The basic idea is this: when CEOs of public firms make substantial and uncertain investments, they face the immediate judgment of market speculators, expressed in the firm’s stock price. And without a good inside view of particular investments, speculators have to rely on the average return of such public firm investments, which tends to be bad. So the firm stock price falls, after which the CEO may not last long enough to see if their investments actually pay off.
Thus CEOs of public firms tend to invest only when they can show speculators enough to convince them of their investments’ unusual value. So they tend to make investments that are clearly much like successful prior projects, and so can be judged on the track records of such projects.
In contrast, CEOs of private firms typically hold far larger personal fractions of the firm’s stock, and so consider their investments more carefully.
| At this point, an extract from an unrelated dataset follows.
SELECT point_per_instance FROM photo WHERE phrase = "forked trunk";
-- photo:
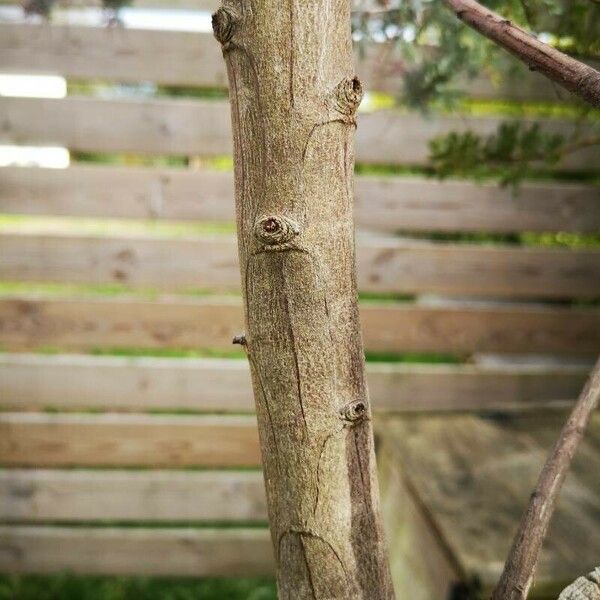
(293, 102)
They can invest using info that they can’t effectively communicate to market speculators, and so they can make novel investments, different from what they and others have done before.
Thus private firms seem to be a superior form of firm governance. Why then are there any public firms? Because there are only a limited number of skilled CEOs and trusted partners rich enough to take firms private. Over the decades, we have been creating more such people, and a larger fraction of business firms have been converted to private equity. And until the public can more easily invest in private firms, their money will have to go somewhere.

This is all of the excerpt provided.